Car si ils ne démontrent pas l’apport des outils 2.0 en termes de valeur ajoutée aux entreprises, et si les entreprises ne font pas un pas vers des évolutions organisationnelles…. Je pense qu’il existera alors un risque de dégonflement de la « bulle des outils 2.0 » en entreprise dans les mois ou années qui viennent… tout comme il y eut un certain dégonflement de la « bulle » groupware.
En effet, sur 100 entreprises qui se lancèrent dans l’aventure groupware, à peine 10% implémenta réellement dans la durée des outils et des processus réellement collaboratifs.
Notons que cela ne remet pas en cause l’impact, l’usage, le développement et le succès des prodigieux outils de social computing 2.0 dans la sphère privée. En effet, quoi de plus plaisant que d’échanger et de « collaborer » librement, de manière volontaire et désintéressée avec des amis au sein de communautés partageant les mêmes intérêts, les mêmes passions, les mêmes recherches.
Malheureusement, les entreprises ne s’encombrent guère de valeurs philanthropiques, d’échange, de débat, de volontariat, de désintéressement. Hormis celles dont le métier est l’innovation, le conseil, la R&D et qui se doivent d’entretenir la réflexion et l’échange propre à la réflexion ou la création, ... leur grande majorité recherche l’impact business / productivité immédiat.

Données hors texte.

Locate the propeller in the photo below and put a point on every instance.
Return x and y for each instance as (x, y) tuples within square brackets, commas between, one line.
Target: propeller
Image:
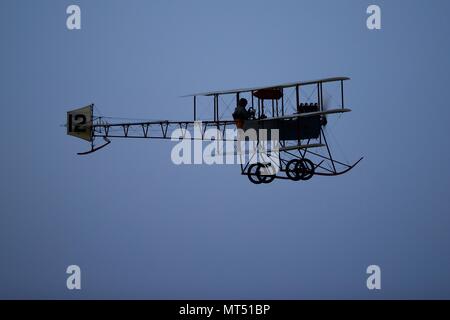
[(327, 98)]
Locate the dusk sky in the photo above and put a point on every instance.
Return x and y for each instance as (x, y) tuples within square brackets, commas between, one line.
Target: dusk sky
[(140, 226)]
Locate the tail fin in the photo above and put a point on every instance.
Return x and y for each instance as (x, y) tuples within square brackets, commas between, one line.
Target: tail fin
[(79, 122)]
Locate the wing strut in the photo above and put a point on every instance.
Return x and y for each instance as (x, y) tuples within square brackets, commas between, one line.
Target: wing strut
[(93, 149)]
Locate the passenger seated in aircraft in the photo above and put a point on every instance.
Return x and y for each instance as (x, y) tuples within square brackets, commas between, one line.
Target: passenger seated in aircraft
[(307, 107), (240, 113)]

Je pense donc que toute démarche de mise en œuvre d'outils de social computing doit s’accompagner, comme ce le fut pour les bons projets groupware, d’une démarche d’analyse autour de l’information : qui participe, avec quel rôle, sur quelle information, dans quel processus, avec quel participation / contrôle du management, dans quel but et R.O.I. en objectif, avec quel outil de mesure de résultat.
Pour percevoir certains enjeux et règles du groupware, je reporte à l’excellent article de 1994 « GROUPWARE AND SOCIAL DYNAMICS: EIGHT CHALLENGES FOR DEVELOPERS de Jonathan Grudin, toujours d’actualité 16 ans plus tard (il y en a bien d’autres sur ce thème)..
Extrait ci-dessus, le groupware est situé comme « liant » entre les applications main-frame d'entreprise et l'utilisateur de micro, tout comme le social computing peut l’être aujourd’hui.